I also have an intuition that the rise of two income households raising children is a factor in this. It’s a lot to ask of a couple that they both hold down full time jobs while cooking the kind of meals that used to be the domain of a stay-at-home parent.

Really interesting area to think about in terms of research and policies, but as you say we just don’t have strong evidence at the moment.
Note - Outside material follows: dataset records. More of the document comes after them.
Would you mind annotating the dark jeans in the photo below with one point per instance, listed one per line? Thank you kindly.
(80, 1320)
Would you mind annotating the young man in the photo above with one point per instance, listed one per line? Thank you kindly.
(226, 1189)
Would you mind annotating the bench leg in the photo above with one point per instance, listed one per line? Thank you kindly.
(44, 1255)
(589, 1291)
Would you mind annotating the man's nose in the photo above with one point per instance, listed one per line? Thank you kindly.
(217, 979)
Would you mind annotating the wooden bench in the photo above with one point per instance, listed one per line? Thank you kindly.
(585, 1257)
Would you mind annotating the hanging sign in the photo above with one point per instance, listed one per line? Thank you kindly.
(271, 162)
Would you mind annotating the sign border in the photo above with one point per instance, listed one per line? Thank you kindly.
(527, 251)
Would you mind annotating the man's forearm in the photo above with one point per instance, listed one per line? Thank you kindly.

In the meantime it’s great that GLP-1 agonists are available to reduce the damage done, but it’s a shame we have to resort to such things in the first place.


We've had effective weight loss drugs for quite a long time; smoking tobacco and various phenethylamines are well known to work, for example, methamphetamine being the oldest. (I suspect chewing coca may also work.) Unfortunately, those also turned out to have harmful effects which weren't noticed until they had been in use for decades or centuries. It wouldn't be surprising if GLP-1 agonists also turned out to do more harm than good.


It’s certainly possible that there are long term side effects from GLP-1 agonists, but we can only go with the data we have. The five year data (which definitely has limitations in terms of the kind of inferences we can draw from it) is suggesting around a 4x reduction in mortality at the 5 year mark in non-diabetics IIRC (https://pubmed.ncbi.nlm.nih.gov/39171569/).

The changes in behaviour are also really interesting. Even after cessation of the drug, it seems like many patients keep healthier eating patterns and while they do put on weight, they tend to settle on a lower weight than baseline before intervention.

So we should absolutely keep an eye on outcomes as time goes on, but so far the results are overwhelmingly positive. These drugs are saving lives and the new ones in the pipeline look significantly more effective. It’s an exciting time to be alive!